Ce mouvement de grève touche un maillon essentiel de la riposte contre la maladie à virus Ebola. Les agents concernés sont notamment chargés de la désinfection des locaux, de l’élimination sécurisée des déchets biomédicaux ainsi que du maintien des normes d’hygiène au sein du centre de traitement.
Selon plusieurs sources locales, les grévistes dénoncent le retard prolongé dans le paiement de leurs rémunérations et exigent une intervention rapide des autorités compétentes pour régulariser leur situation. Ils estiment que leurs conditions de travail, dans un contexte de forte exposition aux risques sanitaires, nécessitent une prise en charge adéquate.

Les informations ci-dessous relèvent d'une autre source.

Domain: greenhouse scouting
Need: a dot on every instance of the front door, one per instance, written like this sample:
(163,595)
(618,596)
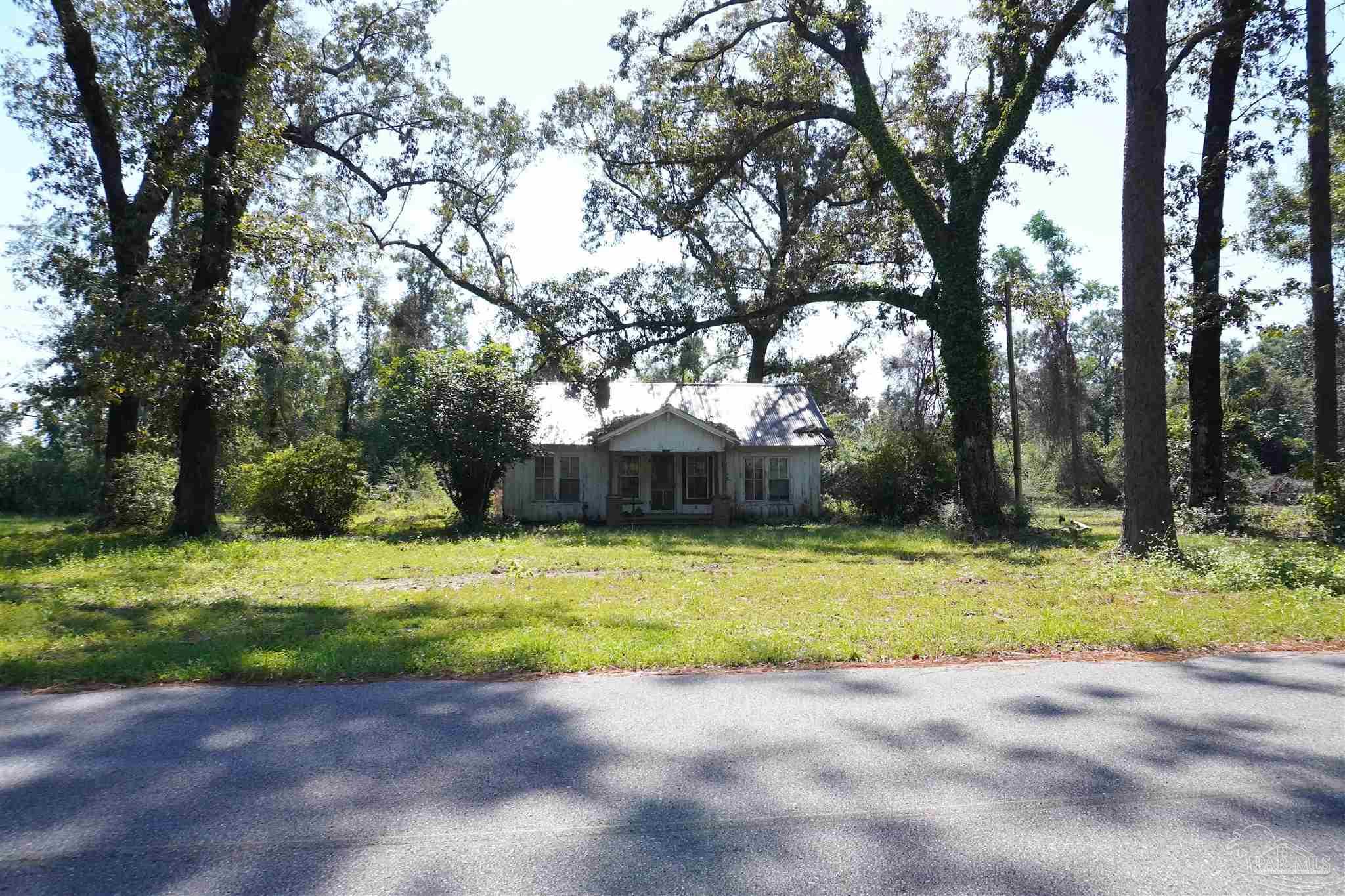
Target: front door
(662,489)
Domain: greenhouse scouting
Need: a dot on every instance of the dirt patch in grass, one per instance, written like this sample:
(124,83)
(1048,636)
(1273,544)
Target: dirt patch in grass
(973,660)
(499,574)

L’arrêt des activités des hygiénistes suscite des inquiétudes quant à son impact sur le fonctionnement du centre et sur les efforts de lutte contre l’épidémie. La gestion des déchets infectieux et la désinfection régulière des infrastructures constituent en effet des mesures indispensables pour prévenir la propagation du virus Ebola au sein des structures de santé et dans la communauté.
Cette grève intervient dans un contexte plus large de tensions sociales parmi les intervenants engagés dans la riposte contre Ebola en Ituri. Ces derniers jours, plusieurs catégories de travailleurs de première ligne ont dénoncé des retards de paiement de salaires et de primes, menaçant de perturber davantage les opérations sanitaires menées dans la province.
Jusqu’à présent, aucune communication officielle n’a été faite sur les mesures envisagées pour mettre fin à ce mouvement malgré la présence du ministre de la santé publique Roger Samuel Kamba. Les acteurs de la santé publique redoutent toutefois qu’une prolongation de la grève n’affaiblisse davantage la riposte, alors que l’Ituri demeure l’épicentre de l’épidémie d’Ebola qui continue de mobiliser les autorités sanitaires nationales et leurs partenaires.